I have uncorked maybe 60 or 70 wines pre 1950, so you have me there.

Of course, my question to you is this: have you ever opened two bottles of the same wine, let’s say a '53 or a '47, one three hours before tasting and the other right before tasting and then submitted these wines blind to a panel ?? If so,how many times??

What virtually every experiment done with wine younger than the '61 vintage does not show a statistically significant percentage of wines improving with aeration. Sometimes the panel is mixed; sometimes the just opened bottles win hands down.

You have a strong point in there. People are claiming you have confirmation bias, but so many people you pour for have the opposite expectations of you. Their experiences belie that claim.

While the shark analogy was poor, there certainly was a time there was no explanation for that phenomenon. No sharks observed in the area. Blood poured in water. More and more sharks appear.

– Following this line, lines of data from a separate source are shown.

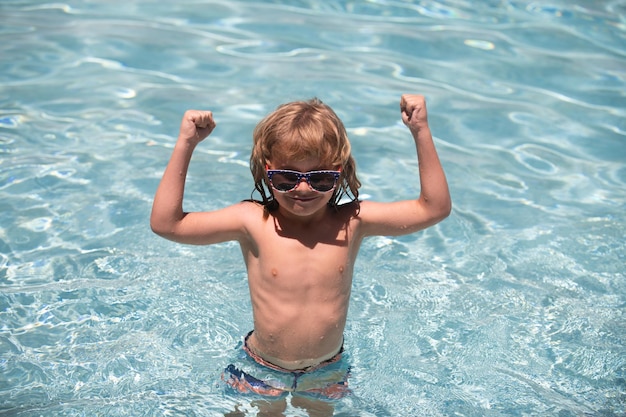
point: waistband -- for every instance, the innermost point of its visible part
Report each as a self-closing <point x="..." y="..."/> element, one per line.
<point x="257" y="358"/>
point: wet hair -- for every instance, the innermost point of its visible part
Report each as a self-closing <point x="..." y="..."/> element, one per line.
<point x="298" y="131"/>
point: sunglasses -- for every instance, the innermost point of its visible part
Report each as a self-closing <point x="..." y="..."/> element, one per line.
<point x="284" y="180"/>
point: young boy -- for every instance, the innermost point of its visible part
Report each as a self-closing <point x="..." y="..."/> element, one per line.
<point x="299" y="243"/>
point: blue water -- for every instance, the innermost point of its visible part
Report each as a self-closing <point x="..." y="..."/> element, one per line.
<point x="513" y="306"/>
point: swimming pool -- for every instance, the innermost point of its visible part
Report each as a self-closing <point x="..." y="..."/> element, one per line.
<point x="514" y="305"/>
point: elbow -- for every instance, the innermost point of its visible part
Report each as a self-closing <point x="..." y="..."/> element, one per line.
<point x="446" y="209"/>
<point x="439" y="210"/>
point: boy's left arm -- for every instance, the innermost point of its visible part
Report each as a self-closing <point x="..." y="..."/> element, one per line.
<point x="434" y="203"/>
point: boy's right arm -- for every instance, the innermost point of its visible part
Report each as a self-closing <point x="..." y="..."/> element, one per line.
<point x="168" y="218"/>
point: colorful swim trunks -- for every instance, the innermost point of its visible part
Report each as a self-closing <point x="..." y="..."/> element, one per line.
<point x="250" y="374"/>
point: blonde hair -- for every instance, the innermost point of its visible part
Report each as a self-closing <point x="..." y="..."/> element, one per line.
<point x="301" y="130"/>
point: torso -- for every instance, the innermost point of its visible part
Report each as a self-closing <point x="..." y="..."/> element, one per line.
<point x="300" y="282"/>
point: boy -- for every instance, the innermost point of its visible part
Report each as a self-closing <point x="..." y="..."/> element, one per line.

It certainly is not scientific to dismiss something out of hand, simply because there’s no explanation. Having certainty in an alternative explanation, without basis, isn’t scientific. It’s an alternative assumption. A preponderance of anecdotal evidence is a starting point.

I’ll also point out to people you don’t just universally find every one of these ancient wines great. You’ve also made note of how wines perform relative to your expectation. This also runs counter to the confirmation bias claim.

So, it seems to me there’s a greater chance there’s something to your method than not, even if we don’t know why.